Mapping Real-World Objects into Virtual Reality to Facilitate Interaction using 6DoF Pose Estimation

Robert Kellerman

Content Creator

15 April 2026

This research explores how real-world objects can be mapped into virtual reality using 6DoF pose estimation and deep learning to create a more immersive, tactile VR experience. By combining convolutional neural networks with low-cost cameras and real-time tracking, the system allows users to see and physically interact with the actual objects they hold inside a virtual environment—bridging the gap between visual and physical perception.
Through testing on various objects and comparing different tracking methods, the study demonstrates strong accuracy and practical feasibility, while also identifying key challenges such as object symmetry, occlusion, and data limitations. The findings highlight a scalable, cost-effective approach to enhancing VR immersion, with applications in education, training, and simulation.

Virtual reality (VR) has been studied for decades, but only recently has it reached the kind of mainstream visibility that fuels intensive R&D. In this thesis, Stefan Pelser—under the supervision of Dr Rensu Theart—investigated how convolutional neural networks (CNNs) can translate real-world objects into the virtual domain.

The core objective of this research being to deliver a VR experience in which sight and touch finally agree.

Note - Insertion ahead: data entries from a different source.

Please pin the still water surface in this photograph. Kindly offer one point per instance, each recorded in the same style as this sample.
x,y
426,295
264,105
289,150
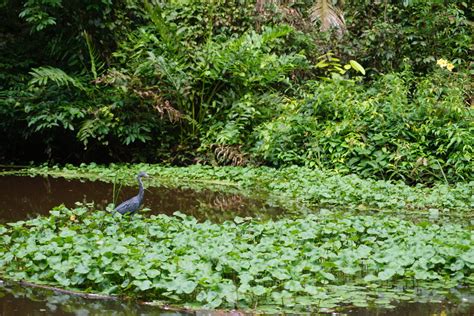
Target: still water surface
x,y
26,197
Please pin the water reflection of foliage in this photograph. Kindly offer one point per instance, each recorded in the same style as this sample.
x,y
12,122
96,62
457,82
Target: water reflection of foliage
x,y
26,300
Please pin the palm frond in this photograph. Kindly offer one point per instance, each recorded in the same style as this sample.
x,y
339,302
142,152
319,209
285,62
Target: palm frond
x,y
329,15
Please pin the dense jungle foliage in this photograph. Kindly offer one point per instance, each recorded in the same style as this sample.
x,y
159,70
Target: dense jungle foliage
x,y
381,89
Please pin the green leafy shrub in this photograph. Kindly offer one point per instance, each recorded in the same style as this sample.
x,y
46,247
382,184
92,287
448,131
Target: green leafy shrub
x,y
392,130
296,263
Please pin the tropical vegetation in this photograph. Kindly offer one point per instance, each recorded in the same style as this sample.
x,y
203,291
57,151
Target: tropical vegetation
x,y
380,89
321,261
355,117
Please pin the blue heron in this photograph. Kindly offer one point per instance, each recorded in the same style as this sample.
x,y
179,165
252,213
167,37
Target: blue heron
x,y
133,204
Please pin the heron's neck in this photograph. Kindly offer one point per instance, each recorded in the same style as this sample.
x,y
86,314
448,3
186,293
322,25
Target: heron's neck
x,y
140,188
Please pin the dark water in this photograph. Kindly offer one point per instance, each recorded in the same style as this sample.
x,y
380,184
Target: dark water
x,y
25,197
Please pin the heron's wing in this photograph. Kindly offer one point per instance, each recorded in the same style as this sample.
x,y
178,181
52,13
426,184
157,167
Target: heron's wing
x,y
130,205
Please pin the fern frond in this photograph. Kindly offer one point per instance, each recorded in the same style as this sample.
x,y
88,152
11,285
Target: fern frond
x,y
329,15
96,64
43,75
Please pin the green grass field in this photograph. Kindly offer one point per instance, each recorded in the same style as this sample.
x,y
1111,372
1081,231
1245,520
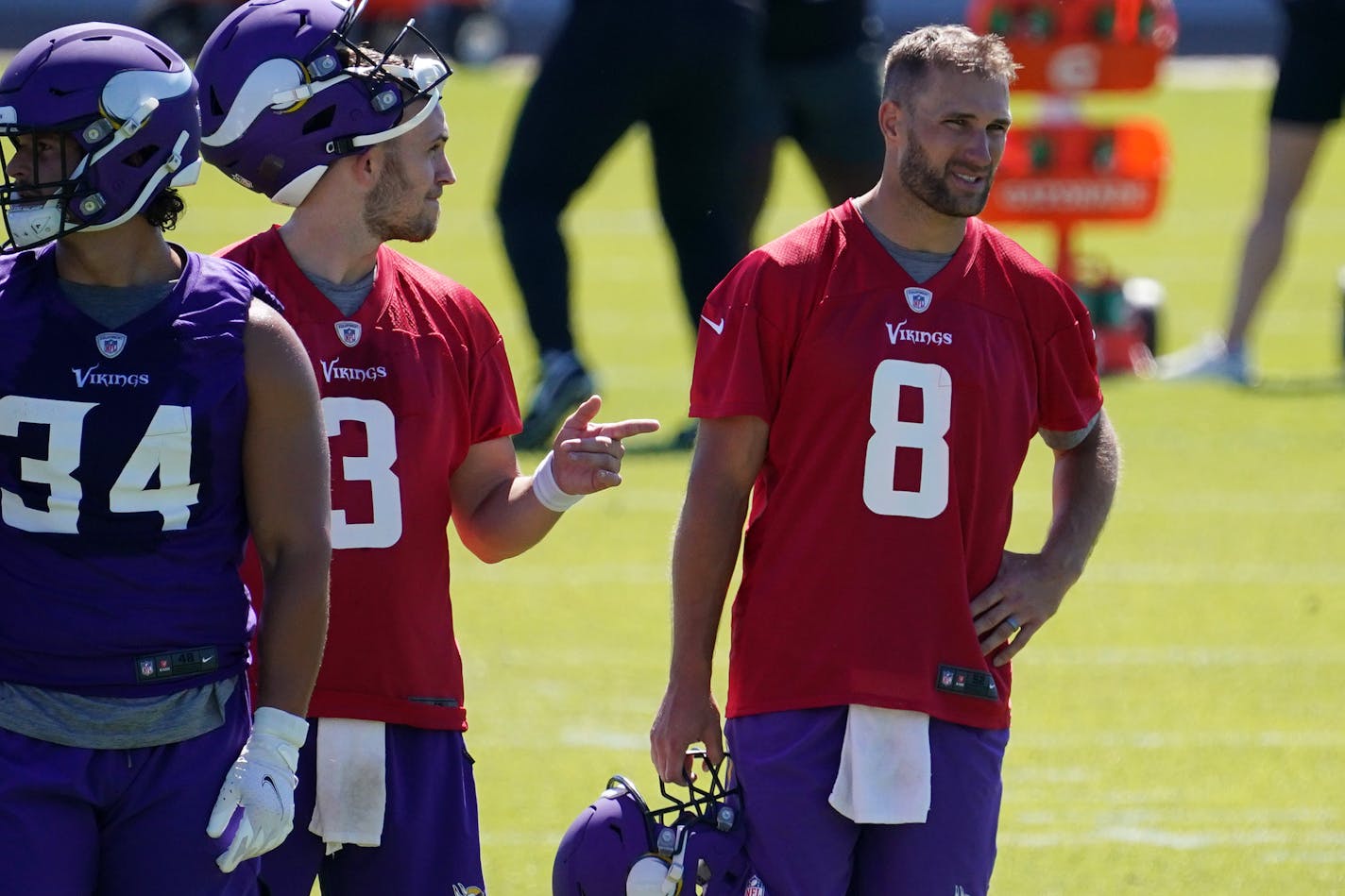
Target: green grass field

In addition, CNN-driven object mapping promises to bridge that gap, letting users see the very items they are holding and, therefore, feel their true texture, weight, and resistance.

Figure 1: Meta Quest 2.

Methodology, Datasets, and Pose-Estimation Pipeline

The project started with a suite of synthetically generated datasets that followed the LineMOD format, augmented to cover varied lighting, backgrounds, and occlusions. These datasets fed EfficientPose, a state-of-the-art 6DoF pose-estimation network. Then, real-world capture occurred via the headset’s own spatial-mapping sensors, while two Logitech C270 webcams supplied RGB data to EfficientPose in real time.

To benchmark the deep-learning approach, an ArUco-marker pipeline was implemented in parallel. Both pipelines relayed their pose outputs to the VR engine, which rendered each tracked object in the user’s field of view with minimal latency.

Tactile Immersion—Why Mapping Matters

Despite efforts to make VR as close to reality as possible, there remains a significant gap. The current technology does not allow users to physically feel the virtual environment, which impacts the immersion of the VR experience. But visual fidelity alone cannot sustain presence if your hands never “belonged” in the scene.

That’s why plastic controllers remind you of their shape; controller-free hand tracking offers no haptic cues. Mapping the actual mug, wrench, or surgical tool you hold into the headset view restores the missing tactile channel, delivering:

Texture and grain—feel the wood of a hammer handle or the ridges of a game prop.
Weight and inertia—lift a real dumb-bell and see its twin move identically in VR.
Temperature cues—sense a cold metal scalpel during medical simulation.

Because this approach uses inexpensive cameras and household objects, it avoids the cost and complexity of specialized haptic gloves or bespoke peripherals.